Teflon, baby.. I spent three days as emotional Teflon.

And then, BAM! Day four. I woke and recognized that the voice had changed. Having grown weary of my refusal to the play the “I’m an awful fraud” game, the critic had taken leave of my mind, creating a perfectly-sized space for ordinary genius to take up residence. And when you make space for that kind of genius, you usually don’t have to invite it twice. It just comes rushing in.

Or at least it did for me.

I thought of my teenage children.. you know, the ones who used to need me to be at the center of their lives. The ones who held my hand to cross the street and couldn’t sleep without snuggles.

The ones who now demand the right to take up space on their own.

They don’t need me at the center of their lives now. They need me near them. They need me to be their champion.

They still need to belong with me, but they no longer belong to me, and I don’t get to shrink them because I’m afraid of what it will mean for me if they expand beyond my reach.

And the exact same truth is true of The Beautiful Project.

it was never meant to be small.

Like my babies, it was always intended to grow beyond my reach, And it would be the worst form of self-centered fear for me to keep out the people who can make this baby bigger.

And in that moment I knew what I needed. I needed a permanent partner. I needed to become one part of a working whole.

I needed a work wife in the worst possible way and I knew just the person for this proposal.

So, I asked my new blogging badass friend Kate to join me for coffee, and nervously prepared to propose to the work wife woman of my dreams.

And she said YES

With all of the love and enthusiasm and commitment I needed to ease my worried mind.

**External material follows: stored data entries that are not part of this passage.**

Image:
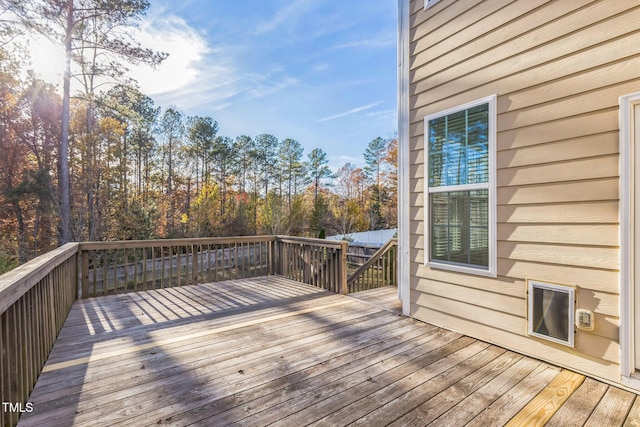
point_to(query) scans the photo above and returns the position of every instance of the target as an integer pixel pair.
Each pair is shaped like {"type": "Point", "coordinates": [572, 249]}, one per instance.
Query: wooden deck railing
{"type": "Point", "coordinates": [35, 300]}
{"type": "Point", "coordinates": [36, 297]}
{"type": "Point", "coordinates": [126, 266]}
{"type": "Point", "coordinates": [318, 262]}
{"type": "Point", "coordinates": [379, 270]}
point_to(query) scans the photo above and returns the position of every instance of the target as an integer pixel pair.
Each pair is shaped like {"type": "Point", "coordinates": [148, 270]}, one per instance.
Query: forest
{"type": "Point", "coordinates": [104, 162]}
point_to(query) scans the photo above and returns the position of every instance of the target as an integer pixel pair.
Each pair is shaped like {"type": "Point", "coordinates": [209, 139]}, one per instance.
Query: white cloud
{"type": "Point", "coordinates": [187, 50]}
{"type": "Point", "coordinates": [285, 15]}
{"type": "Point", "coordinates": [47, 58]}
{"type": "Point", "coordinates": [352, 111]}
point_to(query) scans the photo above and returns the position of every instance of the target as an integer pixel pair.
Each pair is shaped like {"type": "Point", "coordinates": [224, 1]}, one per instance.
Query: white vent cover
{"type": "Point", "coordinates": [551, 311]}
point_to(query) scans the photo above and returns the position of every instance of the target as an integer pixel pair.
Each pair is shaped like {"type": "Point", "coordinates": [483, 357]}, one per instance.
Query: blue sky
{"type": "Point", "coordinates": [322, 72]}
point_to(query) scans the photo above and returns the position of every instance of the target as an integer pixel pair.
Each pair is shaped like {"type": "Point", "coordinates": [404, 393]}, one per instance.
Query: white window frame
{"type": "Point", "coordinates": [571, 295]}
{"type": "Point", "coordinates": [628, 251]}
{"type": "Point", "coordinates": [429, 3]}
{"type": "Point", "coordinates": [490, 186]}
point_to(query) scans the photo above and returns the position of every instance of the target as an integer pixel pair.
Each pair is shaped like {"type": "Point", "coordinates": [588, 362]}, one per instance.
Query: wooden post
{"type": "Point", "coordinates": [85, 274]}
{"type": "Point", "coordinates": [194, 264]}
{"type": "Point", "coordinates": [344, 246]}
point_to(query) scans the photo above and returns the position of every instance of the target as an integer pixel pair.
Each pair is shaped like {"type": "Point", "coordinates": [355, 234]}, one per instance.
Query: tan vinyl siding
{"type": "Point", "coordinates": [558, 68]}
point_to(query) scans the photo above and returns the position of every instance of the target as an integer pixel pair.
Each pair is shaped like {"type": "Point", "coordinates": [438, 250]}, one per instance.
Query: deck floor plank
{"type": "Point", "coordinates": [612, 409]}
{"type": "Point", "coordinates": [580, 405]}
{"type": "Point", "coordinates": [272, 351]}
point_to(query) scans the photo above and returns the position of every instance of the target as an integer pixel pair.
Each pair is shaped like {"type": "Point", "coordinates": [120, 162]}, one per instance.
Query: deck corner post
{"type": "Point", "coordinates": [344, 247]}
{"type": "Point", "coordinates": [84, 273]}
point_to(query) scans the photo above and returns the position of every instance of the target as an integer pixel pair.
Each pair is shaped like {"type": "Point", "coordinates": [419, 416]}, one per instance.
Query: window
{"type": "Point", "coordinates": [460, 189]}
{"type": "Point", "coordinates": [551, 312]}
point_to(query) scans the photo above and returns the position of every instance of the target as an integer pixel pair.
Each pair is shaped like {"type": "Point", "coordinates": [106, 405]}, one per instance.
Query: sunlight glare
{"type": "Point", "coordinates": [47, 59]}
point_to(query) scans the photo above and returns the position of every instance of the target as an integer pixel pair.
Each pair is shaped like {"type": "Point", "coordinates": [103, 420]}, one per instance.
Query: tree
{"type": "Point", "coordinates": [201, 133]}
{"type": "Point", "coordinates": [290, 166]}
{"type": "Point", "coordinates": [318, 166]}
{"type": "Point", "coordinates": [96, 36]}
{"type": "Point", "coordinates": [266, 153]}
{"type": "Point", "coordinates": [172, 129]}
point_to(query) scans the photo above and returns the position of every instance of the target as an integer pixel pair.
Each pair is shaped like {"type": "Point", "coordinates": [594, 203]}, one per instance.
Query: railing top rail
{"type": "Point", "coordinates": [130, 244]}
{"type": "Point", "coordinates": [17, 282]}
{"type": "Point", "coordinates": [312, 241]}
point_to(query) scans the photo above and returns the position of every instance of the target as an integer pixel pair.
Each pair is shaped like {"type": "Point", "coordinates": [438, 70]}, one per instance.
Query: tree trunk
{"type": "Point", "coordinates": [63, 162]}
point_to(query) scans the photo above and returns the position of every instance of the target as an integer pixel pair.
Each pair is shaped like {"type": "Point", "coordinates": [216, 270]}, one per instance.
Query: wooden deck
{"type": "Point", "coordinates": [271, 351]}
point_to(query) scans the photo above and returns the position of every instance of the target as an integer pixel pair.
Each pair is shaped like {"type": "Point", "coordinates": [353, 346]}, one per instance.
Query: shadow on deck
{"type": "Point", "coordinates": [269, 350]}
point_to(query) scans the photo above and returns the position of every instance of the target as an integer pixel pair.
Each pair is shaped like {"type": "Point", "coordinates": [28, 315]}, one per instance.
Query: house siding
{"type": "Point", "coordinates": [558, 69]}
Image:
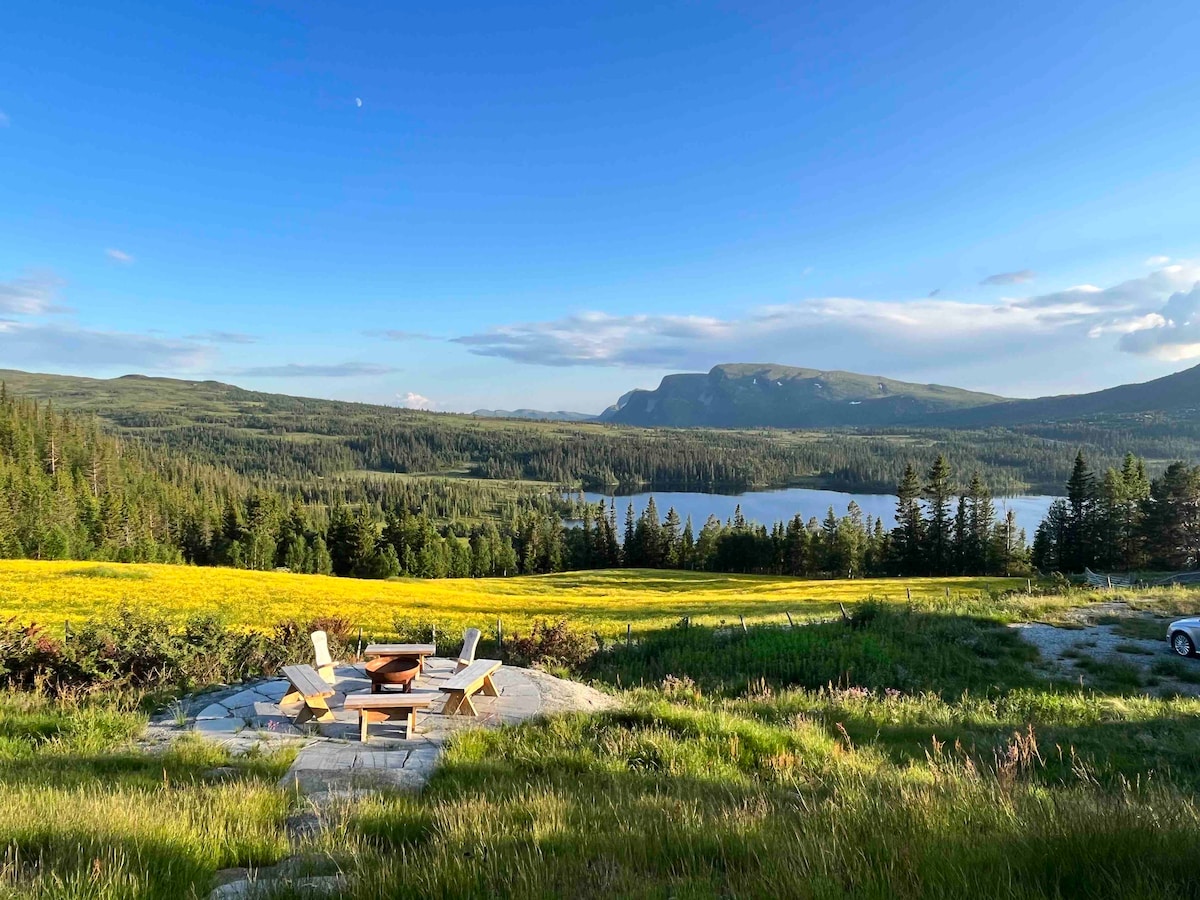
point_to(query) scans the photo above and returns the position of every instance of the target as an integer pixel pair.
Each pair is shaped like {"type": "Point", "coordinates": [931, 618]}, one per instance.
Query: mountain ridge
{"type": "Point", "coordinates": [769, 395]}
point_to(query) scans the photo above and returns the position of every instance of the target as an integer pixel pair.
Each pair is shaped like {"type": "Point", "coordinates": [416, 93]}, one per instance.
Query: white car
{"type": "Point", "coordinates": [1183, 635]}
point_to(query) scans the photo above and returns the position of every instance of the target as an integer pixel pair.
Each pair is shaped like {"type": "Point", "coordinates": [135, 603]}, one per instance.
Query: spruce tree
{"type": "Point", "coordinates": [939, 539]}
{"type": "Point", "coordinates": [909, 538]}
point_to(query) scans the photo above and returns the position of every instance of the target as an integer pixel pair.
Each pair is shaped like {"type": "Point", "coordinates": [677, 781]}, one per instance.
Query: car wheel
{"type": "Point", "coordinates": [1182, 645]}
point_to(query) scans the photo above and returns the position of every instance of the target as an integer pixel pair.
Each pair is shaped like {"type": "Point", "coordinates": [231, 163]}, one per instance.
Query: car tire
{"type": "Point", "coordinates": [1182, 645]}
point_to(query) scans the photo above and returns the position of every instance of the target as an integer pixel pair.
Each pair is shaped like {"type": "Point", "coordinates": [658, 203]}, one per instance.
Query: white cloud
{"type": "Point", "coordinates": [1020, 277]}
{"type": "Point", "coordinates": [223, 337]}
{"type": "Point", "coordinates": [24, 345]}
{"type": "Point", "coordinates": [844, 331]}
{"type": "Point", "coordinates": [414, 401]}
{"type": "Point", "coordinates": [30, 295]}
{"type": "Point", "coordinates": [1173, 334]}
{"type": "Point", "coordinates": [304, 370]}
{"type": "Point", "coordinates": [394, 334]}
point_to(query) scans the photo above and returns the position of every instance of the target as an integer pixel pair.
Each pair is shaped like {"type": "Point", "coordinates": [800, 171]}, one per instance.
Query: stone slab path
{"type": "Point", "coordinates": [333, 765]}
{"type": "Point", "coordinates": [331, 756]}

As we talked in a rush of excitement about our big, full plans for this Project, I quickly realized that our team of two was a good start, but was still too thin to hold the weight of this message. We needed more - more minds to bring big ideas to the table, more eyes to see things I might miss, more hearts to expand this space of belonging for women who are searching for a place to call their own.

I mean, I’m a fan of monogamy in my personal life, but is it really possible to have too many work wives?

Umm… hell no. Not ever.

Wives are the absolute best thing in the world.

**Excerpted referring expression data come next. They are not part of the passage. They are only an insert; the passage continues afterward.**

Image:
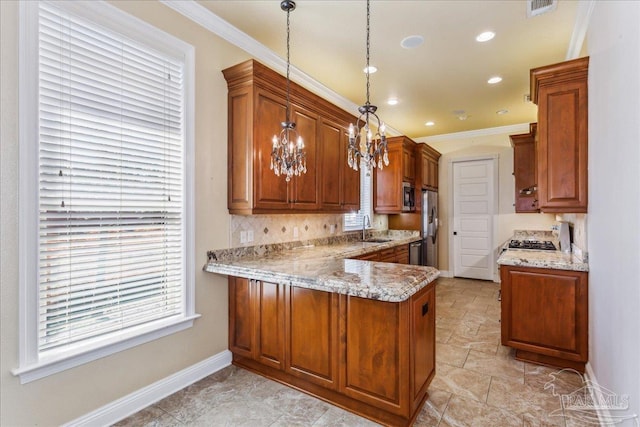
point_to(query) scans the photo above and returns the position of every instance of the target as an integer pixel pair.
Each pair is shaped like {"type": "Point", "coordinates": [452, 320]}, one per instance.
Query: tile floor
{"type": "Point", "coordinates": [477, 382]}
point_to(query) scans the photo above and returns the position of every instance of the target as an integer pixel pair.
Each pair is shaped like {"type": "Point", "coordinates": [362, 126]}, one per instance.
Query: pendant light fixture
{"type": "Point", "coordinates": [287, 155]}
{"type": "Point", "coordinates": [364, 145]}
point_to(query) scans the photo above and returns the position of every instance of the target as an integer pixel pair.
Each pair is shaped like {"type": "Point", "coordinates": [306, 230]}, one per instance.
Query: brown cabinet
{"type": "Point", "coordinates": [560, 90]}
{"type": "Point", "coordinates": [408, 161]}
{"type": "Point", "coordinates": [388, 182]}
{"type": "Point", "coordinates": [427, 161]}
{"type": "Point", "coordinates": [372, 357]}
{"type": "Point", "coordinates": [257, 329]}
{"type": "Point", "coordinates": [312, 336]}
{"type": "Point", "coordinates": [340, 185]}
{"type": "Point", "coordinates": [524, 170]}
{"type": "Point", "coordinates": [256, 107]}
{"type": "Point", "coordinates": [545, 315]}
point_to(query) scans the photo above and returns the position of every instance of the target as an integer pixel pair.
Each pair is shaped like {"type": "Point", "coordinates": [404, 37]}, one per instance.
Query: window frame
{"type": "Point", "coordinates": [360, 214]}
{"type": "Point", "coordinates": [32, 365]}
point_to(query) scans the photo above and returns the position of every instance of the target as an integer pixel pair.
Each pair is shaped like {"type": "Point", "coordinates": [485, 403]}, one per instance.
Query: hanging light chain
{"type": "Point", "coordinates": [368, 71]}
{"type": "Point", "coordinates": [363, 144]}
{"type": "Point", "coordinates": [287, 156]}
{"type": "Point", "coordinates": [288, 62]}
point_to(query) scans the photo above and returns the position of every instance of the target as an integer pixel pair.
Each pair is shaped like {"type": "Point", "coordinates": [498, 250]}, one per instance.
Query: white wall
{"type": "Point", "coordinates": [613, 222]}
{"type": "Point", "coordinates": [483, 143]}
{"type": "Point", "coordinates": [70, 394]}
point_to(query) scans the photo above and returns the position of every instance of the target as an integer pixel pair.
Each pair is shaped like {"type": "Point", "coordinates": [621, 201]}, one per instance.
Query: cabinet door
{"type": "Point", "coordinates": [423, 357]}
{"type": "Point", "coordinates": [269, 299]}
{"type": "Point", "coordinates": [312, 336]}
{"type": "Point", "coordinates": [305, 186]}
{"type": "Point", "coordinates": [270, 191]}
{"type": "Point", "coordinates": [426, 164]}
{"type": "Point", "coordinates": [376, 380]}
{"type": "Point", "coordinates": [387, 183]}
{"type": "Point", "coordinates": [433, 174]}
{"type": "Point", "coordinates": [331, 174]}
{"type": "Point", "coordinates": [545, 311]}
{"type": "Point", "coordinates": [562, 146]}
{"type": "Point", "coordinates": [408, 163]}
{"type": "Point", "coordinates": [241, 317]}
{"type": "Point", "coordinates": [524, 171]}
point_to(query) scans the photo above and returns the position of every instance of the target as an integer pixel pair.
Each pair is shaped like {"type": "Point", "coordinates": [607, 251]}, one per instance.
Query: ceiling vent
{"type": "Point", "coordinates": [538, 7]}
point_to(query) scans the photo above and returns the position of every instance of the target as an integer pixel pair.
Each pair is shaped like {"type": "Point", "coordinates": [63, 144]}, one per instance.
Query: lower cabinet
{"type": "Point", "coordinates": [545, 315]}
{"type": "Point", "coordinates": [371, 357]}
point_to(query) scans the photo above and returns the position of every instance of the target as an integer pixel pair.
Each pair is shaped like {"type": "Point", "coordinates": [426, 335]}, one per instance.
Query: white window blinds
{"type": "Point", "coordinates": [354, 220]}
{"type": "Point", "coordinates": [111, 182]}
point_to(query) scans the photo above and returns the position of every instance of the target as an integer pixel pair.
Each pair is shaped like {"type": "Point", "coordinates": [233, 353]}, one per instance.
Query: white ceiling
{"type": "Point", "coordinates": [446, 74]}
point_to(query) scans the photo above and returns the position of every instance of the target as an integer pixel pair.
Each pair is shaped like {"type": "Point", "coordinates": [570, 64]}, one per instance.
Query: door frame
{"type": "Point", "coordinates": [496, 203]}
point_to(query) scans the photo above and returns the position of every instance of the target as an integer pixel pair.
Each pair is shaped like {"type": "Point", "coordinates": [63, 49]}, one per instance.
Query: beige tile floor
{"type": "Point", "coordinates": [478, 382]}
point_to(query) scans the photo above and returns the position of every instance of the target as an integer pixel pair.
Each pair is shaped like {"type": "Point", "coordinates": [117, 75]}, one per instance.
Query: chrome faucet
{"type": "Point", "coordinates": [365, 223]}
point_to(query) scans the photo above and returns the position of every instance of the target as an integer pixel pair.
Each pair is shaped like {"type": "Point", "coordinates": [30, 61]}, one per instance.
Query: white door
{"type": "Point", "coordinates": [473, 210]}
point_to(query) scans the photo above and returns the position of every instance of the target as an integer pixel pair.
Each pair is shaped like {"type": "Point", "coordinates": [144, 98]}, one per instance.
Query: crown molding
{"type": "Point", "coordinates": [218, 26]}
{"type": "Point", "coordinates": [583, 17]}
{"type": "Point", "coordinates": [501, 130]}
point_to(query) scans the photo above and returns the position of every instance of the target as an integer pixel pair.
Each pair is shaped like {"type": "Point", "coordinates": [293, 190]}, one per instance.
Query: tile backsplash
{"type": "Point", "coordinates": [268, 229]}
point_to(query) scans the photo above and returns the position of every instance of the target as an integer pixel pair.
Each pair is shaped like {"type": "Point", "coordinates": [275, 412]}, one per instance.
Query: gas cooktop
{"type": "Point", "coordinates": [544, 245]}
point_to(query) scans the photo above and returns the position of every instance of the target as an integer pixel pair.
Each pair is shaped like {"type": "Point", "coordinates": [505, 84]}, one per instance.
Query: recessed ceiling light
{"type": "Point", "coordinates": [411, 42]}
{"type": "Point", "coordinates": [485, 37]}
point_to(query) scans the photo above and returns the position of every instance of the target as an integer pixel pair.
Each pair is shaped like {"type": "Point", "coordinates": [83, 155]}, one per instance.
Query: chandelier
{"type": "Point", "coordinates": [364, 144]}
{"type": "Point", "coordinates": [287, 155]}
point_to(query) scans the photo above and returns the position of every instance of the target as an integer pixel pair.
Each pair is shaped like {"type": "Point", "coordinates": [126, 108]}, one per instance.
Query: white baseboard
{"type": "Point", "coordinates": [603, 413]}
{"type": "Point", "coordinates": [445, 273]}
{"type": "Point", "coordinates": [138, 400]}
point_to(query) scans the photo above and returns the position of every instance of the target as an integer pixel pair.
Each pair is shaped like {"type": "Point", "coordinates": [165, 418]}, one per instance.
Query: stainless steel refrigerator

And so I proceeded to propose two more times over the next few weeks, calling together a team of ordinary women with extraordinary talent. Women who have the capacity to make this baby as big as it needs to be. Women who are willing to take up space, to use their voice, and to be full in ways they never imagined so that you can do the same.

And so it is with great joy that I present to you my team - my harem of work wives - my own personal creative force intended to help me make a world where women belong with substance and strength.

Beautifull- US-18.jpg

Over the next few weeks, we will feature full length bios on each of these ladies, but for now, let me just give you a brief introduction.

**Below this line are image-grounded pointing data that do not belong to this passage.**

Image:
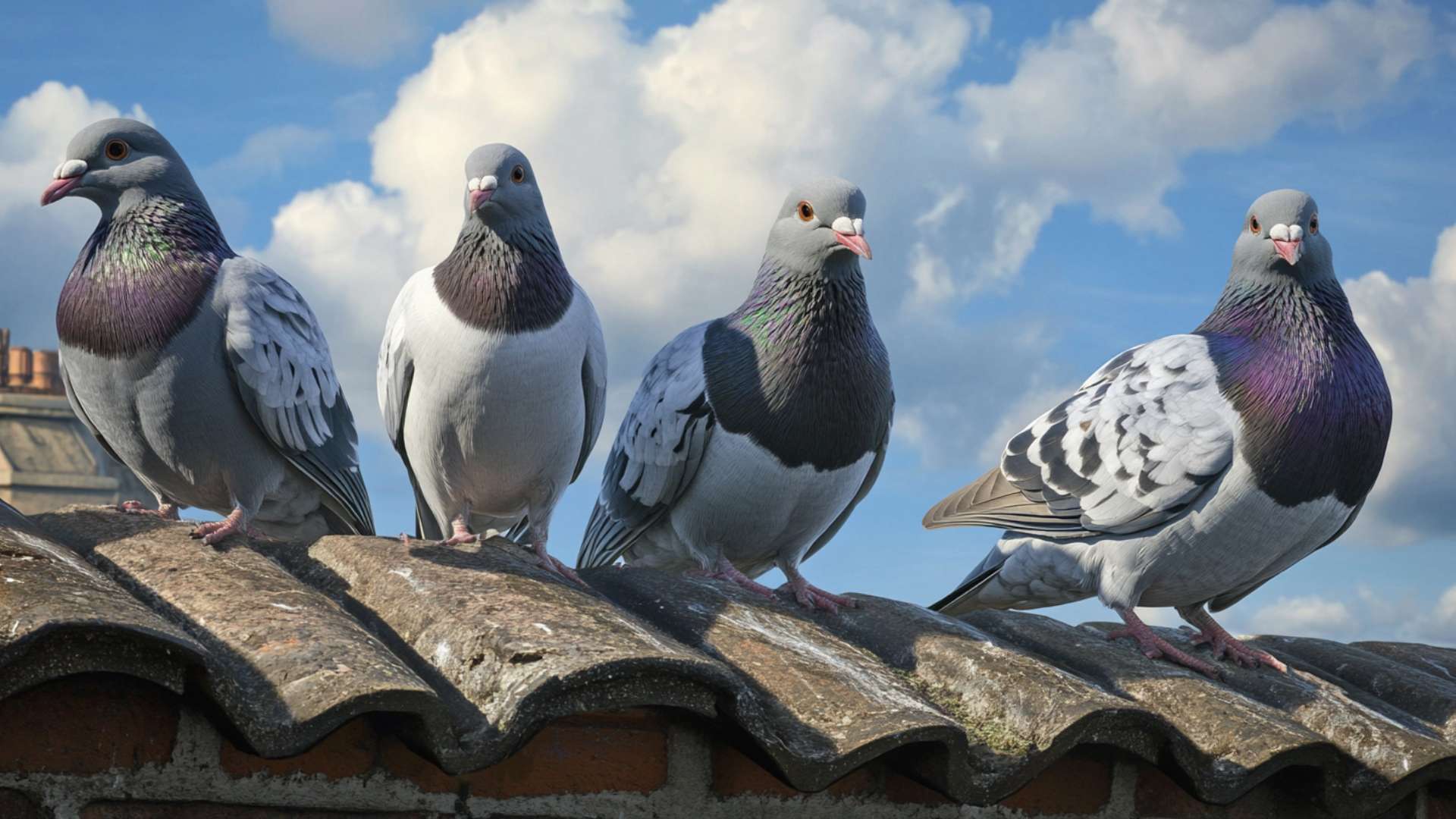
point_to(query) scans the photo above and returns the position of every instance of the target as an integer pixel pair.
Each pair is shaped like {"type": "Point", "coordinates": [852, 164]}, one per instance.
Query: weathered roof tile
{"type": "Point", "coordinates": [58, 615]}
{"type": "Point", "coordinates": [479, 649]}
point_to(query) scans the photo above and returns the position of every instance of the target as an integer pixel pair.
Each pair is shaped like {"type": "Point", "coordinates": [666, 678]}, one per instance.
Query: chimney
{"type": "Point", "coordinates": [46, 372]}
{"type": "Point", "coordinates": [18, 375]}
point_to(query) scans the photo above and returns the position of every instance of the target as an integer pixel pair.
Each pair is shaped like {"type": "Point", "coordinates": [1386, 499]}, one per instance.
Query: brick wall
{"type": "Point", "coordinates": [104, 746]}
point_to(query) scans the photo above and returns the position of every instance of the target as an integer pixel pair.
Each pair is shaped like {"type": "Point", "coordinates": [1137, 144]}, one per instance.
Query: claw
{"type": "Point", "coordinates": [166, 512]}
{"type": "Point", "coordinates": [216, 531]}
{"type": "Point", "coordinates": [1223, 645]}
{"type": "Point", "coordinates": [555, 566]}
{"type": "Point", "coordinates": [811, 596]}
{"type": "Point", "coordinates": [726, 570]}
{"type": "Point", "coordinates": [1152, 646]}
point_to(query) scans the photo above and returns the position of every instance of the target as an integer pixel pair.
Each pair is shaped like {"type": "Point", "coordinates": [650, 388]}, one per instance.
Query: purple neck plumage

On the far left, we have Nicole Cisne-Durbin - she is a mama, an activist, and an artist. She brings life to this Project with her command of color and her capacity for love. She’s a force and I’m grateful she’s ours.

Next we have Kate Johnson - that’s my badass blogger who called out my deepest fears and set them at ease. She’s a mama, a writer, a PR guru, and the other side of my brain. While I might have birthed this baby, she’s gonna make it big. She’s a force and I’m grateful she’s ours.

Next to Kate, we have Jessica - she is a wife, a mama, a photographer and a storyteller. Jessica has been the creative genius behind nearly every photograph the Project has posted this past year. She brings an eye for capturing the real and the raw in her work. She is a force and I am grateful she’s ours.

And finally, there’s me… the mama on the end. You know me. I’m a writer, a seeker, a giant fan of love and human connection.

And if you’re looking for me, I’ll still be here… I’m the woman with tears in her eyes and an enormous amount of pride in her heart.

Just look at my baby.

She is big and breathtaking.

And I cannot wait to see what she will become.